1er DOMINGO DE CUARESMA (B)

18 de febrero de 2024

Génesis 9: 8-15; Salmo 25;

1 Pedro 3: 18-22; Marcos 1: 12-15

por Jude Siciliano, OP

Queridos predicadores:

Como es característico del evangelio de Marcos, la acción en el episodio de hoy es casi abrupta. No tenemos los eventos que preceden a la historia de la tentación de hoy. Mateo y Lucas describen el encuentro con Juan el Bautista, quien cree que debería ser bautizado por Jesús y las tentaciones del diablo en el desierto. En cambio, tenemos estos versículos sucintos, se podría decir “rápidos”, en el evangelio de hoy. El evangelio de Marcos apenas ha comenzado y la acción ya es intensa.

Jesús está en el desierto entre “fieras salvajes”. Marcos no nos dice de qué se trataban las tentaciones. Recordamos que Adán era amigo de los animales del jardín y les puso nombre. Después de que Adán y Eva pecaron, los humanos y el mundo que los rodeaba cambiaron. ¡Ya no estamos en el jardín del Edén! Los acontecimientos avanzan rápidamente: las tentaciones de Jesús y el arresto de Juan. Pronto Jesús también será arrestado y silenciado por Roma.

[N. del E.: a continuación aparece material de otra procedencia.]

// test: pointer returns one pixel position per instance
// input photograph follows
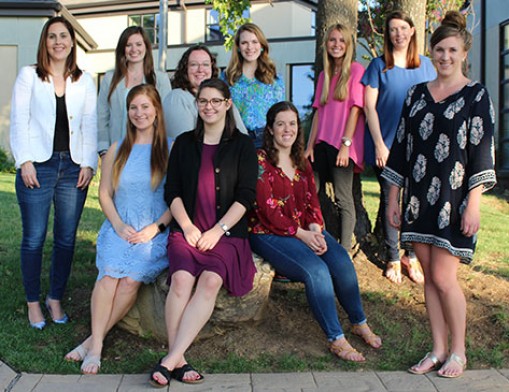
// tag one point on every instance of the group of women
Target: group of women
(181, 179)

Es Cuaresma y Jesús nos modela lo que hace un hijo de Dios: entregarse a Dios. ¿Podemos confiar en que en cualquier desierto de tentación y sed en que nos encontremos esta Cuaresma, el Espíritu de Dios estará con nosotros, ¿cómo lo estuvo con Jesús? Nuestros desiertos son muchos y exigen que eliminemos lo externo y impermanente, que no nos ayudará en nuestro tiempo de desierto. Especialmente cuando nos encontramos con los “animales salvajes” y el Tentador que nos quitan la vida y amenazan nuestra identidad como hijos de Dios.

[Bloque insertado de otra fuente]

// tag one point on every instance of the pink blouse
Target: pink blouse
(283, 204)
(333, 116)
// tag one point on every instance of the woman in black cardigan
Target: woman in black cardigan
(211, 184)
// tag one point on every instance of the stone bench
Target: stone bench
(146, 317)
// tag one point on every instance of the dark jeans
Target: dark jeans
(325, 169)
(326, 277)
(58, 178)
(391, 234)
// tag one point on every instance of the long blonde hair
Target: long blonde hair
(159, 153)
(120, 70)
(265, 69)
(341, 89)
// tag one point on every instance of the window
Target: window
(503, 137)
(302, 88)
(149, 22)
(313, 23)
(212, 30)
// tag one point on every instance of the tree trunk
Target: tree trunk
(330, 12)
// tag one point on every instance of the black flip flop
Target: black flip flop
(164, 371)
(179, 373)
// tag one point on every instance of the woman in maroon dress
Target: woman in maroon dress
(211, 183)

Marcos reduce el mensaje central de Jesús: “Este es el tiempo del cumplimiento. El reino de Dios está cerca. Arrepiéntete y cree en el evangelio”. Cuando Israel estaba en el desierto, había vagado allí durante 40 años y muchas veces se desvió de los caminos de Dios. En cambio, en el desierto Jesús no sucumbe a la tentación. La vieja historia se acabó. Jesús está comenzando una nueva historia del pueblo de Dios. El tiempo se ha cumplido y el reino de Dios ha llegado. Jesús nos hace un pueblo nuevo, sin la carga de las viejas costumbres y obligaciones de las autoridades religiosas y los poderes de Roma –o de cualquier autoridad meramente humana.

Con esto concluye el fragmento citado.